아름아, mom calls.
I’m talking to my partner on my mother’s couch,
telling her the same things I’ve been saying all my life:
Korean doesn’t have a ‘r’ sound, so it’s more like a ‘r d l’
all smushed together, not a roll like in Spanish.
I see this woman I love mimicking the sounds of it,
her lips turning the corner of the page, almost.
I fall for her harder in her openness to look wrong,
admit there’s a part of me that doesn’t come to her easy.
Rice is luck in Korean, and 아름 means lots of it,
also ‘big hug’, as in measurement of a tree’s girth,
or the armful of flowers that hides my face.

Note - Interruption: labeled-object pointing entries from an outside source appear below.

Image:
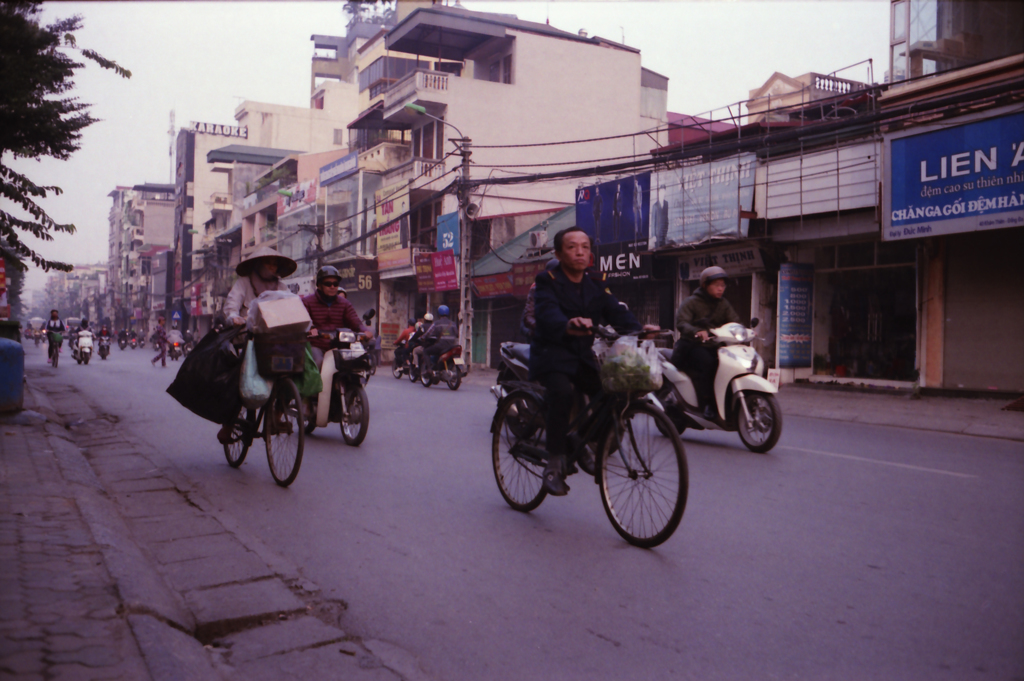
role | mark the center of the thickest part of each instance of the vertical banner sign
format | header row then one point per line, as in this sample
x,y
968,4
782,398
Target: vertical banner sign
x,y
424,272
389,335
615,215
445,277
954,179
796,314
4,303
392,202
448,232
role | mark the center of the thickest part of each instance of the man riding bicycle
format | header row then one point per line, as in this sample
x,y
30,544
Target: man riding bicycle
x,y
570,300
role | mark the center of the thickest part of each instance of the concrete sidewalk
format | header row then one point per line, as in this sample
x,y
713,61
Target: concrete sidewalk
x,y
983,417
116,568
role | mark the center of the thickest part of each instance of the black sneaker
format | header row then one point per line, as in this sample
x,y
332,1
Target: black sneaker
x,y
586,461
554,478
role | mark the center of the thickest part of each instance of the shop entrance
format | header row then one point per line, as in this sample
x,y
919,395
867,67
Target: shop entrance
x,y
868,326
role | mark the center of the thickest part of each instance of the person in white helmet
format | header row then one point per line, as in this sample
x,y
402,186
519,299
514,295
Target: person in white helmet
x,y
706,309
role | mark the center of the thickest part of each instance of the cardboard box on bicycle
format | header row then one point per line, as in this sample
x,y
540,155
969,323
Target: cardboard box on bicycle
x,y
282,316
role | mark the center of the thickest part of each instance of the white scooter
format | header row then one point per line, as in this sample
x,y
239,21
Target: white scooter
x,y
743,399
82,350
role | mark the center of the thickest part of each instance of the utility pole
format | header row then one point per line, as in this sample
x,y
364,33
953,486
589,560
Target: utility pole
x,y
465,241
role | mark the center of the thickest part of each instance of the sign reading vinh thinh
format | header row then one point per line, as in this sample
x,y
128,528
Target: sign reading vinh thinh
x,y
952,179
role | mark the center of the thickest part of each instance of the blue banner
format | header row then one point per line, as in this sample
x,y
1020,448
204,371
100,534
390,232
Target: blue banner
x,y
448,232
963,178
796,314
615,212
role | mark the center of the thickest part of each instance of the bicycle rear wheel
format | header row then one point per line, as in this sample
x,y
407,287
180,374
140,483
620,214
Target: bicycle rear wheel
x,y
518,424
284,430
644,479
243,426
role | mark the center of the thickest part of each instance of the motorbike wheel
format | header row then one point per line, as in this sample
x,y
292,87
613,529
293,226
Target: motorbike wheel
x,y
454,378
354,426
763,430
242,437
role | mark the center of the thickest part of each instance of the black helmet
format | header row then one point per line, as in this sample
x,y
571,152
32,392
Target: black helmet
x,y
712,273
326,271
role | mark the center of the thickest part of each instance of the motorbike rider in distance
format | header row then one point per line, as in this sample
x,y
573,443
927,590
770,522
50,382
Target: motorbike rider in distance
x,y
440,337
53,325
706,309
330,311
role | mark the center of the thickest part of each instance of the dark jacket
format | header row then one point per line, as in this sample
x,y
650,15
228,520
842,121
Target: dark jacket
x,y
443,333
331,315
559,300
700,307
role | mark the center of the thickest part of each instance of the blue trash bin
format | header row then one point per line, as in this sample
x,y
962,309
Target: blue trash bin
x,y
11,375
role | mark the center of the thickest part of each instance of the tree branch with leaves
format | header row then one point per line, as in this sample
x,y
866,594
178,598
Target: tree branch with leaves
x,y
38,118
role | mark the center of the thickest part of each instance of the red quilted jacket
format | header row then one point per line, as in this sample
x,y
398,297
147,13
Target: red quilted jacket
x,y
331,316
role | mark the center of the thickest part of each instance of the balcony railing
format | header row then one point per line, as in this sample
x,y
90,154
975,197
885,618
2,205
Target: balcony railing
x,y
421,80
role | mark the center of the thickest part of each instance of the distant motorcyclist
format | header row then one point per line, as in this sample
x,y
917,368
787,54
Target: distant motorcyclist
x,y
704,310
160,342
330,311
53,326
401,350
440,337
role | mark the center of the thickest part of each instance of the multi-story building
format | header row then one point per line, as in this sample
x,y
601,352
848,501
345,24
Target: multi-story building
x,y
505,84
141,222
878,226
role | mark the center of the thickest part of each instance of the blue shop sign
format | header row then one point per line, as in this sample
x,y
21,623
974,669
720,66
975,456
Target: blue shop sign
x,y
796,314
954,179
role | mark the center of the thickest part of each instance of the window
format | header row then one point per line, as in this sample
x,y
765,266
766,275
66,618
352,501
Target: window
x,y
428,140
933,36
507,70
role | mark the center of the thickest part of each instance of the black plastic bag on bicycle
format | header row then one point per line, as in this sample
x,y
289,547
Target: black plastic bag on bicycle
x,y
207,384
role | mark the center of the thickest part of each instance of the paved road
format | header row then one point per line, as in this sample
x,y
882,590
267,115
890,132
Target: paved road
x,y
849,552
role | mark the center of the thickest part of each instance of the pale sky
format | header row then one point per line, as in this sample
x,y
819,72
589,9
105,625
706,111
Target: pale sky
x,y
203,58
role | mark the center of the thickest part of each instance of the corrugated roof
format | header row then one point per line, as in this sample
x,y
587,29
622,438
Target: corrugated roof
x,y
262,156
501,259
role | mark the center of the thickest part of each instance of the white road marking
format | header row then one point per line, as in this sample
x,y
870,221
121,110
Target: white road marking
x,y
876,461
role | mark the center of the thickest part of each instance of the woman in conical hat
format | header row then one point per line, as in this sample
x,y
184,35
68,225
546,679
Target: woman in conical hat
x,y
262,270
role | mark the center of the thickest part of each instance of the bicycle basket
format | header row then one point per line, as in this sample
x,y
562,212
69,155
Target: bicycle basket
x,y
276,354
627,368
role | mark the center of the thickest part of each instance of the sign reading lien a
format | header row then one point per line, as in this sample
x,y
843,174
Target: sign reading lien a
x,y
953,179
796,306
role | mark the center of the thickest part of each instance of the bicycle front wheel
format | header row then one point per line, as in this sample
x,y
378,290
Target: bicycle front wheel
x,y
519,425
284,430
644,479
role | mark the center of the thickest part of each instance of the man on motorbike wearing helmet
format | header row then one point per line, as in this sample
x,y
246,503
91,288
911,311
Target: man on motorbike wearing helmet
x,y
704,310
440,337
330,311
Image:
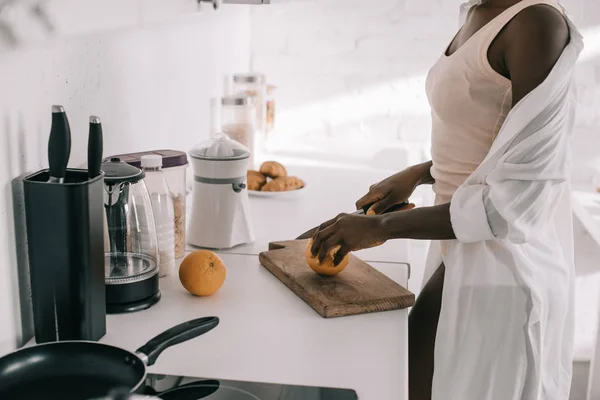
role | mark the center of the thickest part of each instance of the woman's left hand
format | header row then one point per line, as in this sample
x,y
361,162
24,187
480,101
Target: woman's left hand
x,y
351,232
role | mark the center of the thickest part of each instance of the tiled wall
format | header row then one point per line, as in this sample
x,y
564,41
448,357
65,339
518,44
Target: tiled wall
x,y
146,70
355,69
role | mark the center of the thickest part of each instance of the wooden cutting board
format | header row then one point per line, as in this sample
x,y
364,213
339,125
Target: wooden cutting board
x,y
359,289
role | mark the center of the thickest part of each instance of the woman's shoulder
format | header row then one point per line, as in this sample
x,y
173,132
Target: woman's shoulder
x,y
540,24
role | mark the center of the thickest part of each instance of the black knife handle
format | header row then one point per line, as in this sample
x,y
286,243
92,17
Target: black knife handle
x,y
59,144
95,147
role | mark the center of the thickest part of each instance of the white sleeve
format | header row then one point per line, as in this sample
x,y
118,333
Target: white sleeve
x,y
519,196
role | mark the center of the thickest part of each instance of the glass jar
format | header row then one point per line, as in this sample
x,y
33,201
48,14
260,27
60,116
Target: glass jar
x,y
238,121
253,85
175,165
270,110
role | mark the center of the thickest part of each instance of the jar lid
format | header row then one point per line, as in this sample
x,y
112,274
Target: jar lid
x,y
249,78
171,158
220,147
117,171
151,161
237,100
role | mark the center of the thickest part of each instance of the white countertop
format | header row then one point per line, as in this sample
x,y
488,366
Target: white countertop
x,y
268,334
329,191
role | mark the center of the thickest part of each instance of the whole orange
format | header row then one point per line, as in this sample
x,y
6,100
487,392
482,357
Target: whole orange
x,y
326,267
202,273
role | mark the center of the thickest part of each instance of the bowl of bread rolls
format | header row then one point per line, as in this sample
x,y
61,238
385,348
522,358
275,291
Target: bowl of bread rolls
x,y
273,180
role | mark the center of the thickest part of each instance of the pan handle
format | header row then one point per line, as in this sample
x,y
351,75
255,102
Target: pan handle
x,y
178,334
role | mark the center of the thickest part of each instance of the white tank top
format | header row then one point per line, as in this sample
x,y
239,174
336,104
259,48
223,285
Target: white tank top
x,y
469,102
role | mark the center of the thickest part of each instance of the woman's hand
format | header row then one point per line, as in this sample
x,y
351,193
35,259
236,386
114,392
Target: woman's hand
x,y
395,190
350,231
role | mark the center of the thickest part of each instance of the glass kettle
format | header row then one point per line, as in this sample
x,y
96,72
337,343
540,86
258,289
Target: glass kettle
x,y
131,251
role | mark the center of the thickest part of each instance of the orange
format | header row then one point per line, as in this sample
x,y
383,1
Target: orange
x,y
202,273
326,267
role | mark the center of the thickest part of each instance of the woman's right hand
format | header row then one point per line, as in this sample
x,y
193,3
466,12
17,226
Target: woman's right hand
x,y
395,189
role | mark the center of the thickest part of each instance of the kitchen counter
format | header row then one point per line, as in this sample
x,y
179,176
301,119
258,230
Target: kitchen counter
x,y
268,334
330,190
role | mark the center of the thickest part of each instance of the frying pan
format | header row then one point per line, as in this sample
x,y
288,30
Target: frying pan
x,y
77,370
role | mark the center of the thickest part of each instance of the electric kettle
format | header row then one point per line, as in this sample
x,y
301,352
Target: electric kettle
x,y
131,251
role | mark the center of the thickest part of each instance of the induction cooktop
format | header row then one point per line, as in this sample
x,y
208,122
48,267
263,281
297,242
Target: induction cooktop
x,y
168,387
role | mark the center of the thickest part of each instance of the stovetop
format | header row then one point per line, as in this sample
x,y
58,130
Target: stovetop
x,y
168,387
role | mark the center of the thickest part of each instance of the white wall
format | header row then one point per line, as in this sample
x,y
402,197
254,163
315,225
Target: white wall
x,y
150,83
355,69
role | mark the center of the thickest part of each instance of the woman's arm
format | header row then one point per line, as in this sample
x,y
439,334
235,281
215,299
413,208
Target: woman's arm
x,y
425,223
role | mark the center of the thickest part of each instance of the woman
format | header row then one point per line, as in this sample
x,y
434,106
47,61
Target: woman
x,y
495,313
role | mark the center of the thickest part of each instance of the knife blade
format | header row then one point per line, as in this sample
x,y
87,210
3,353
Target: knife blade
x,y
59,145
310,233
94,147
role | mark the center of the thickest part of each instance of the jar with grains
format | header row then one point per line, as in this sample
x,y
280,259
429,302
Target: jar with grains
x,y
254,85
238,121
175,164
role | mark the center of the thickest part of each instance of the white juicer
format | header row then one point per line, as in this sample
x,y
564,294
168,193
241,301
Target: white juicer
x,y
220,210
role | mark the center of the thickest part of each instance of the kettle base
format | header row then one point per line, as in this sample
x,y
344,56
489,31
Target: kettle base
x,y
134,306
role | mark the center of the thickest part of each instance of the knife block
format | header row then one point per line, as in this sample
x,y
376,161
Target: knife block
x,y
65,241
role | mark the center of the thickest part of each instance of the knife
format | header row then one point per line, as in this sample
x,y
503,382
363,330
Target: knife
x,y
94,147
59,145
362,211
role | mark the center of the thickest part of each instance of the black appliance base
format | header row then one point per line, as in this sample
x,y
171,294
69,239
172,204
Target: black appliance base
x,y
133,306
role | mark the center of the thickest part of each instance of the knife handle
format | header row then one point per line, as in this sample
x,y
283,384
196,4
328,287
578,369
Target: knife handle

It can also be an adjective, meaning beautiful.
My parents had just moved
to the states and couldn’t make
English work for them quit yet.
Hours before I was born
they ask the doctors
how to spell my name,
two white men from the nicer
side of Detroit.
Mama in thin blue gown
slows down the sounds for them
as if this
the hope they had
for me then.
The doctors pick out letters
between the testing
and drawing of blood.
My parents honor
the silly suggestion
letter by letter
before the true Americans
There is this market
in Korea’s corner of Manhattan
that is also called 아름
and sometimes I walk by
without a grocery list
to see myself
outside the crude answer
of my body,
but I don’t want to explain this
to every person I meet
so I let English conquer my tongue
and say Hi. My name is Autumn.
People will say your name is beautiful,
thinking trees not afraid
of chewing its own
or they’ll call me August
or April or arm
if they’re trying to honor my culture
where I have not.
In Korean autumn is 가을
which does not hold the time I fell
down the steps of the Jefferson Memorial
or the first time I bit someone else’s lip.
I catch myself wishing
people wouldn’t try
to say it right
like Arham or Arum
and let me deny
my parent’s immigrant ignorance
and the culture that lets me be hug
and rice and beautiful.
Autumn is how I make
reservations for tables and doctors,
Autumn gives me a mask
like everyone else
so why am I falling more in love
with the woman
who is listening so intently
for the way my mother commands my name
and I must convince her it’s ok
if she doesn’t say it right,
but I must admit
I am so happy when she does.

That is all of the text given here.